Tuesday, January 2, 2007

Ayles ice shelf , An Inconvient Truth and the need for a robust inner-city bus system in Southern Ontario


I heard that Ayles ice shelf separated from Ellesmere island over the Christmas break. That is only when it symbolically separated for the general public. It actually snapped free on August 19, 2005, proving we do have a bit of a time lag in our media reportage.

The Ayles ice shelf was the size of 11 000 football fields, or 60 km squared. I'm getting concerned about the environment. A month ago Al Gore's An Inconvenient Truth was shown during an environmental rally at Wilfrid Laurier University. It freaked me out for two reasons:

1) The climate change thing is real - it's above zero in January in Waterloo Canada right now (and it certainly ain't El Nino!).

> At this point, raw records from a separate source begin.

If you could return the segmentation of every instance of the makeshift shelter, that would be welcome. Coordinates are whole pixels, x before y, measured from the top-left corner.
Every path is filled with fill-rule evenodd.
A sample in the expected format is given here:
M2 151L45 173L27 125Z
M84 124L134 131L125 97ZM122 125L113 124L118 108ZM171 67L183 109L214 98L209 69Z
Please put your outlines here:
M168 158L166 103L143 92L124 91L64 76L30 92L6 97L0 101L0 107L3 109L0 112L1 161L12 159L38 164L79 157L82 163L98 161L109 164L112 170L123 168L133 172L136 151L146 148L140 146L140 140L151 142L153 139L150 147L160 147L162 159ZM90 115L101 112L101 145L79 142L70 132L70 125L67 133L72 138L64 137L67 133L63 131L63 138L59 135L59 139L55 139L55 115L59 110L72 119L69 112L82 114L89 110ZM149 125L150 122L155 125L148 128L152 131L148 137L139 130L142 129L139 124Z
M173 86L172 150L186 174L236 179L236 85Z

New Brunswick, where I would have been snowboarding in at least 3 feet of snow 10 years ago, has about an inch of snow. Ski hills from Ontario to NS can't open.

2) I've known about the green house effect since I was in grade 5 (1990) and I was somehow able to forget about the environment (at a political level) for the last 5 years. How was this done? 9/11. The old 9/11 smoke screen, erected so that a few key players can shovel shitloads of money into their portfolios while those poor enough not to be able to afford international space travel are left to sink in the global titanic.

Here's what pisses me off: Stop and go traffic 45 minutes outside of Toronto. I was looking around during the drive back from North Bay last week. I realized that the car is the shape of the nuclear family. We have the infrastructure to support a robust intercity bus system that would reduce traffic from the Waterloo, Guelph, London, Cambridge, etc... to Toronto by at least half, if it was subsidized by the government, and made as affordable as driving your own car. The Koreans have done it; albeit they are much more communitarian then we are. But I could do with being a bit more connected to people. The social element of modernity (or hyper or post - whatever) sucks. The bus would bring a little Durkheim back in our lives, a little society. And here is the selling line: you gain an extra two hours of productivity because the bus could be wifi compatible. Bring your laptop on the bus, do your business shit, read the paper. Screw the pooch on YouTube, at least you're not popping the clutch between first and second, stalling the car in stop and go (and inadvertently undermining the polar ice cap)

The infrastructure is there, it just needs to be utilized. The truth is the inconvenient truth isn't even all that inconvenient.